Cameron Jamie’s Drawing

Cameron Jamie: Suburban Apocalypse as Theater


David Bowie said he decided to become a rock star in order to leave his native suburban neighborhood. Matt Groening became a cartoon star by turning his suburbia experience into The Simpsons. Once standing for the utopia of a peaceful life, it has become the site of a zombie apocalypse (witness the comedy film Shaun of the Dead (2004)). Now Cameron Jamie’s observations on suburban desperation make for good theater also in contemporary art.

Since his international breakthrough in the exhibition Let’s Entertain (Au-délá du spectacle) at Centre Pompidou, Paris in 2000, an array of his works has been under review by some of the major art venues back home. His video works Spook House (1997-2000), BB(2000), Kranky Klaus(2002-3) and more recently JO (2004), featuring music by Japanese musician Keiji Haino, are on view at this year’s version of the Whitney Biennial under the banner title ‘Day for Night’(through May 28th). The Wrong Gallery – a prankish exhibition project launched by curators Maurizio Cattelan, Massimiliano Gioni and Ali Subotnick, who also organized the 2006 edition of the Berlin Biennale 4, includes Cameron Jamie in its talent roster. Now his most comprehensive solo show in America is to be mounted this summer (July 16th-October 18th) at the Walker Art Center in Minneapolis.

Cameron Jamie was a suburban kid trapped in a sleepy working-class neighborhood in southern California. He describes his childhood in his hometown, San Fernando Valley, as something like a mental confinement. Thanks to the Northridge earthquake, he was able to escape from suburbia in 1994, eventually into Paris, France, ‘the city’ of culture and sophistication and surely a nice place to work on clearing his suburban childhood backlog. But then dreary suburbia is everywhere, even in Paris.

There are backyard wrestlers, Austrian mountainfolk in their traditional pre–Christmas „Perchten“ dance and French Neo-Nazis as seen through the eyes of a home video ethnographer in search of the odd. Primitive are the others, we learn from Cameron Jamie, and they are now no longer in remote continents, as was the case with 19th century colonialists, but in our own backyard. While the likes of Picasso found the ‘primitive’ an inspiration for artistic renewal, here we get to see oddities mainly for their oddity-value, and one of them is Jamie himself: in his self-portrayal video The New Life (1996), the artist disguises himself as a wrestler dressed in long Johns and a self-made mask and engages in some clumsy two-some action with a Michael Jackson look-alike.

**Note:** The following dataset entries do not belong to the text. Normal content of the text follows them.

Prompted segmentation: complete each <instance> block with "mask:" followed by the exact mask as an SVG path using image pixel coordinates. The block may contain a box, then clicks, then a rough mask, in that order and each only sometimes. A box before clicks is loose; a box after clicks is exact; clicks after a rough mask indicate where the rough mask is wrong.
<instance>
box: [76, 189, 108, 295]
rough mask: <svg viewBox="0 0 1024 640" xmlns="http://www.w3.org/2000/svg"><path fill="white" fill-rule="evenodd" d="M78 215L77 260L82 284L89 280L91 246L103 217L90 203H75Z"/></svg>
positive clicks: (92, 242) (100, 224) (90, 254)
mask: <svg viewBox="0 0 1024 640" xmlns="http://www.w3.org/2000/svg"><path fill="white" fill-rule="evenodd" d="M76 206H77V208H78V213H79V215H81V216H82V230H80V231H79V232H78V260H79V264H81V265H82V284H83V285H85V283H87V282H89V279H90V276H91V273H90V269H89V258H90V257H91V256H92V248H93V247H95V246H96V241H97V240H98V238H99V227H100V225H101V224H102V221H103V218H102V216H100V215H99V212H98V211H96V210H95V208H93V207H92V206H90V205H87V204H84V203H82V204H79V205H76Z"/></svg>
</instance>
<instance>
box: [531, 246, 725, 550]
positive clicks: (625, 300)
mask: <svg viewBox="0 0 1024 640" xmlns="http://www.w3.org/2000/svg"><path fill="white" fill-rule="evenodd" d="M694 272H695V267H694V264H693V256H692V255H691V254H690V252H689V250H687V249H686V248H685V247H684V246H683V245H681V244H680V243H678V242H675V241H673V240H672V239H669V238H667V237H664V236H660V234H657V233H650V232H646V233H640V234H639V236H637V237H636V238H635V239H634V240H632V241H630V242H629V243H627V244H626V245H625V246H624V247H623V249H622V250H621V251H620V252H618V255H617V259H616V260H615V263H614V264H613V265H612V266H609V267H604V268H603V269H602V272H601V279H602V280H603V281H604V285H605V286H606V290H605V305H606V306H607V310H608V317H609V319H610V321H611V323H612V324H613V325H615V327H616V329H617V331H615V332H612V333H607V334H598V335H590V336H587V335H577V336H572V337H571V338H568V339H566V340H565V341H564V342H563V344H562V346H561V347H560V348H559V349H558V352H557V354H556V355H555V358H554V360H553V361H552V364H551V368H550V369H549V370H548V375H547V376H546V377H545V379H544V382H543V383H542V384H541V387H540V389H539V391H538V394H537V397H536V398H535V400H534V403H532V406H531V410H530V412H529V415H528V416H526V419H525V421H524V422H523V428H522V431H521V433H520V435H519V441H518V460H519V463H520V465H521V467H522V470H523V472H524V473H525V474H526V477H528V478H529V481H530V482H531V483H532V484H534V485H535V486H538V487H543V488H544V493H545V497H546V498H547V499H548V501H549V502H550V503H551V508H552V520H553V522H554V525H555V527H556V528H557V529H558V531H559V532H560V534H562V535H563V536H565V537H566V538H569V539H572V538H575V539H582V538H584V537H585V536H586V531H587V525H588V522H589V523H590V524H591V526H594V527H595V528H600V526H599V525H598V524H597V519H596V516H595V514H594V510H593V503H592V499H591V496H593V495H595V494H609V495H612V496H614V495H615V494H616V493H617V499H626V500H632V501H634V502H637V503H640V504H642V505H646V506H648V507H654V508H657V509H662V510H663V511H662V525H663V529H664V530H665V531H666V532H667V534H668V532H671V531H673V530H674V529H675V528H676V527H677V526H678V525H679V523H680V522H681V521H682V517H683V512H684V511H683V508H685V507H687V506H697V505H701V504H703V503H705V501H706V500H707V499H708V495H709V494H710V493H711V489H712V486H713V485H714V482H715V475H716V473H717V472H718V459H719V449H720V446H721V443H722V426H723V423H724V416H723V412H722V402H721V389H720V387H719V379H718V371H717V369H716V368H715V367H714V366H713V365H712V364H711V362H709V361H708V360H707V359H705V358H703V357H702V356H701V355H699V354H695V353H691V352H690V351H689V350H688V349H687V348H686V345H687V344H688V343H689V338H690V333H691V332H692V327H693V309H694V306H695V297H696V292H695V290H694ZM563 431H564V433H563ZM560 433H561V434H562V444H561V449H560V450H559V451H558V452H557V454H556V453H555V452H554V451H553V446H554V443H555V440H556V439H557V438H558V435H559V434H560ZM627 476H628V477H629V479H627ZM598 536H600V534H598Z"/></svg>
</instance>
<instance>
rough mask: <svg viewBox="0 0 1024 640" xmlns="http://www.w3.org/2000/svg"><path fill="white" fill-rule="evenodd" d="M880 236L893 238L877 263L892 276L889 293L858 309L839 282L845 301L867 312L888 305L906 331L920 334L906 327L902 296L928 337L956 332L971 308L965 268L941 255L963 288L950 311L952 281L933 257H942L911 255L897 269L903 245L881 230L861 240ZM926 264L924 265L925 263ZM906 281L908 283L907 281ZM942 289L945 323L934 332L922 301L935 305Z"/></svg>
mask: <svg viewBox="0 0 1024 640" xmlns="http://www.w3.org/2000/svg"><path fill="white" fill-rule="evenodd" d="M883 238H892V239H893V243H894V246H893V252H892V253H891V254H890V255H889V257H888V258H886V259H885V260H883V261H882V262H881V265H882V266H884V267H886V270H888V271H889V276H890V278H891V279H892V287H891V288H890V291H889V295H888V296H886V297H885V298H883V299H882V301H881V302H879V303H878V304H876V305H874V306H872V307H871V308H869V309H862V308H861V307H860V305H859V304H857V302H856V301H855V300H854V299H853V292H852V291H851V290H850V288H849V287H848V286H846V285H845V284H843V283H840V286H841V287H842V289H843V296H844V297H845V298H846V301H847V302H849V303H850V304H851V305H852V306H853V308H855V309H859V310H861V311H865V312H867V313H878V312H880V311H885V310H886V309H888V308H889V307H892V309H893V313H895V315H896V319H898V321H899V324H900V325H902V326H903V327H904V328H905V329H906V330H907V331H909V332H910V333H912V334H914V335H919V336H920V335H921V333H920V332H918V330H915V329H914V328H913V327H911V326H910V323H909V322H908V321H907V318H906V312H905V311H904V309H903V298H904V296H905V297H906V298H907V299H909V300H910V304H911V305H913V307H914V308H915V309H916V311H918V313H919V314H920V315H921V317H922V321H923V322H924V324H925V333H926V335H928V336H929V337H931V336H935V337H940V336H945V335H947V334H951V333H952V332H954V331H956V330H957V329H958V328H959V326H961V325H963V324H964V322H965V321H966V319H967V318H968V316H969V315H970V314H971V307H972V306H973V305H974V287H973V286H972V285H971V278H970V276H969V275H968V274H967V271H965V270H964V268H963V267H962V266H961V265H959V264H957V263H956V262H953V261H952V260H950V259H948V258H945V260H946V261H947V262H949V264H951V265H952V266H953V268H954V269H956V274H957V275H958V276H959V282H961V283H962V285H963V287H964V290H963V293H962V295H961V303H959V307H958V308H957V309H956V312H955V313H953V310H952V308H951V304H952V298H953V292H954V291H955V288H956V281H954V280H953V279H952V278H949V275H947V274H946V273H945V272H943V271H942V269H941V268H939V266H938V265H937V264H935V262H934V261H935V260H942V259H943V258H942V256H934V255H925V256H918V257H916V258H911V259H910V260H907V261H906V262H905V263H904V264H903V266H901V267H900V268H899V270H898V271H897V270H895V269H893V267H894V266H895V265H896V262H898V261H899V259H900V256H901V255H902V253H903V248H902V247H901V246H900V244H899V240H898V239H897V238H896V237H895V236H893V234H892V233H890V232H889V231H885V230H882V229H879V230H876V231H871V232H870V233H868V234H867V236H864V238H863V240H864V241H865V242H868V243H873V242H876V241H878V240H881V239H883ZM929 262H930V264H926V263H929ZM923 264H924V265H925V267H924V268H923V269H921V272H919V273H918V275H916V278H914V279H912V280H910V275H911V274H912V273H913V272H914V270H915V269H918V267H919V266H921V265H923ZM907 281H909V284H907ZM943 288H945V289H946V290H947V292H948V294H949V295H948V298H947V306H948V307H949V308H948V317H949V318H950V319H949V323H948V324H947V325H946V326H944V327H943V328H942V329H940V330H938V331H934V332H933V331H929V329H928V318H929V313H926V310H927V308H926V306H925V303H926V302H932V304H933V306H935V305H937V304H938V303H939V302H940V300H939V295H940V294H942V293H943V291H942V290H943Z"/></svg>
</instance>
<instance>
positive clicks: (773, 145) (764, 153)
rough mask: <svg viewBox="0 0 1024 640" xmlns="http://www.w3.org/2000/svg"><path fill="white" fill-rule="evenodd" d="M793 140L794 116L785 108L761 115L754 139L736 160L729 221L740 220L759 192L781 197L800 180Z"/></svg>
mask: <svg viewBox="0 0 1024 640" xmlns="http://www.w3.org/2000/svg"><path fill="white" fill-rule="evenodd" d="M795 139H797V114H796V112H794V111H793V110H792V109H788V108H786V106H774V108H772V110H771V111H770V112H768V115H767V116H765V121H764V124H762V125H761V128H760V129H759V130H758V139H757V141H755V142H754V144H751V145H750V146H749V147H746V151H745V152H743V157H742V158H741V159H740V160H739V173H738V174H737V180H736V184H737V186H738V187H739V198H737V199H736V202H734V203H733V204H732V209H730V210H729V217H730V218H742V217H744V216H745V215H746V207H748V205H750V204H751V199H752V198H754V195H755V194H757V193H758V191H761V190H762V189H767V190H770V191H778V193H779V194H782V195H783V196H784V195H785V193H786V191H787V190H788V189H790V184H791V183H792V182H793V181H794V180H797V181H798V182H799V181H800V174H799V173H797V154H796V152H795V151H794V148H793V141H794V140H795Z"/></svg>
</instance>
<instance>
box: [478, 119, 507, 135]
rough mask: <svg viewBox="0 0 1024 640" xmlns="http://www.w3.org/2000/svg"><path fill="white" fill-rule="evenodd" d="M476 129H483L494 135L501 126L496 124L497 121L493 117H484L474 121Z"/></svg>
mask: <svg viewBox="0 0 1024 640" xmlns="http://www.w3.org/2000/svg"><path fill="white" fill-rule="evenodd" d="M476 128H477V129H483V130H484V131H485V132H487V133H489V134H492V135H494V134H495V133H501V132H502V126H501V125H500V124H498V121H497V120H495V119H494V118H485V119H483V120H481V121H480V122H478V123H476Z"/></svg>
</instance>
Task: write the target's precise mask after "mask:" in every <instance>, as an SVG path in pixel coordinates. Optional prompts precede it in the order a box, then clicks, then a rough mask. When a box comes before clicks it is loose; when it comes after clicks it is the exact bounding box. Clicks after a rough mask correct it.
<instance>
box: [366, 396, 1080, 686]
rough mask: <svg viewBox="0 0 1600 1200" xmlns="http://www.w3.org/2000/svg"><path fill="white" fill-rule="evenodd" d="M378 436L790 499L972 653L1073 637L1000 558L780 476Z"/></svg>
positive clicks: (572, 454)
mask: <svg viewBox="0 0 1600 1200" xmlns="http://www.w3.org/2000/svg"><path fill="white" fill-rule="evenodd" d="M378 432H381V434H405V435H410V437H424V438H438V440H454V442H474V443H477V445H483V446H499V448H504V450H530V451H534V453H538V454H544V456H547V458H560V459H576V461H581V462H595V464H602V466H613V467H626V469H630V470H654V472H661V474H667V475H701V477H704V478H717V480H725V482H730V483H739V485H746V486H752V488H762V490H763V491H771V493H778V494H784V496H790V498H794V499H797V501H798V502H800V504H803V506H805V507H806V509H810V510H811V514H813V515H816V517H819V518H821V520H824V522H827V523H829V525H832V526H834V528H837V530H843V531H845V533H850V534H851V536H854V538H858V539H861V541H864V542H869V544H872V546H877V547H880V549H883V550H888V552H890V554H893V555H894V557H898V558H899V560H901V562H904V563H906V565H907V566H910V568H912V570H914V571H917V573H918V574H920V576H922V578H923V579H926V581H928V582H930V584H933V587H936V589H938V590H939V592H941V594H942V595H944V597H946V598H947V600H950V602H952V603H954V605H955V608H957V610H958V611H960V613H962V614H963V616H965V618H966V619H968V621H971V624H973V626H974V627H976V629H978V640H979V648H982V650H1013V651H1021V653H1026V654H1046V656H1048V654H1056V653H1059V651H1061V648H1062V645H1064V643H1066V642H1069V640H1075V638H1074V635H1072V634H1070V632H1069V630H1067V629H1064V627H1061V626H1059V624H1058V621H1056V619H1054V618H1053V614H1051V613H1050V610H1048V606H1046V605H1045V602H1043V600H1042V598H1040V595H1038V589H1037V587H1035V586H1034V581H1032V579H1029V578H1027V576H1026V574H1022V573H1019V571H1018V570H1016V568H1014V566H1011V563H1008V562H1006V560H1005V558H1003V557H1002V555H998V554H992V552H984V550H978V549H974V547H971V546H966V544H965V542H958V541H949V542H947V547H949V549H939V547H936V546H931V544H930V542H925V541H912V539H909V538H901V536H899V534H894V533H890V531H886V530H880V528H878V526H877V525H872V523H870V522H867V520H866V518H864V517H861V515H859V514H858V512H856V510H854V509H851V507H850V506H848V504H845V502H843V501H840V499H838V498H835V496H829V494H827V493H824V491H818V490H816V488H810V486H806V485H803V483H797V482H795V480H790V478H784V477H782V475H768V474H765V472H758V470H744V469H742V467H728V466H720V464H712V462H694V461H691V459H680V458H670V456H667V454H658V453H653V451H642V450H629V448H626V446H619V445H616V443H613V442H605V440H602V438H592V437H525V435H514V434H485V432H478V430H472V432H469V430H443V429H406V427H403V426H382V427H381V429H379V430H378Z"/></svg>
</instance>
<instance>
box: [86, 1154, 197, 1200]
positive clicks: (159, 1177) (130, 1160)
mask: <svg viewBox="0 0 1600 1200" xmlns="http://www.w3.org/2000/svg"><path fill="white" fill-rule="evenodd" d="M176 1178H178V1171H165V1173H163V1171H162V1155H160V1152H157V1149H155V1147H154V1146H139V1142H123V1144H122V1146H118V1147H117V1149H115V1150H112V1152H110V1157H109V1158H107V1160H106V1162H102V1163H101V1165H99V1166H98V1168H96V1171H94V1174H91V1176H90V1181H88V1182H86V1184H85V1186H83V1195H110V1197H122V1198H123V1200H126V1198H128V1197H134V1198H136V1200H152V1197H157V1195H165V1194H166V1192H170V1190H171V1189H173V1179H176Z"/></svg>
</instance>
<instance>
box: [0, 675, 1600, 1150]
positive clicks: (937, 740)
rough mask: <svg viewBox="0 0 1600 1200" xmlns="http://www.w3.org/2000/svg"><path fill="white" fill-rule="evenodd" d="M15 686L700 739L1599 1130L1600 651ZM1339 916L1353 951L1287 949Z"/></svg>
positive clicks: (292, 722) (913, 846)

Cameron Jamie’s drawings are self-portraits to his statement that his “inside had died and what had been buried come out as zombies.” He doesn´t do all of his zombie drawings by himself though. In the Maps and Composite Actions series, produced in 2003, he collaborated with Dutch graphic artist Erik Wielaert, who illustrated scenes which have been vocally described by the artist. Dressed up as Dracula with a large comforter, he is depicted as a lonesome poseur in a large black cape and white socks in a bizarre LA taxi scene. In Composite Action 2, Dracula is roaming in the suburban night street on a white horse, perhaps inspired by horrid images of Rip Van Winkle in The Legend of the Sleepy Hollow. Composite Action 3 depicts a scene in a 24-hour supermarket, where the artist enters as a limping hunchback Dracula and spooks late evening shoppers.

His drawings are linked to his videos and performances. Inspired by images of goats, devil masks, and spilt gut, there are remote resemblances to the Graffiti Art of Jean-Michel Basquiat, the expressive scribbles by Art Brut master Jean Dubuffet, or occasionally to Cy Twombly. Some of more recent drawings from 2004-2005 have taken on more in the manner of stream-of-consciousness sketches consisting of thin continuous lines with no distinguishable beginning or end. Doodles used to be preparatory scribbles for the creative mind. But for Jamie drawings are annotations to his videotapes that suburbs are indeed odd and folk rituals are primitive.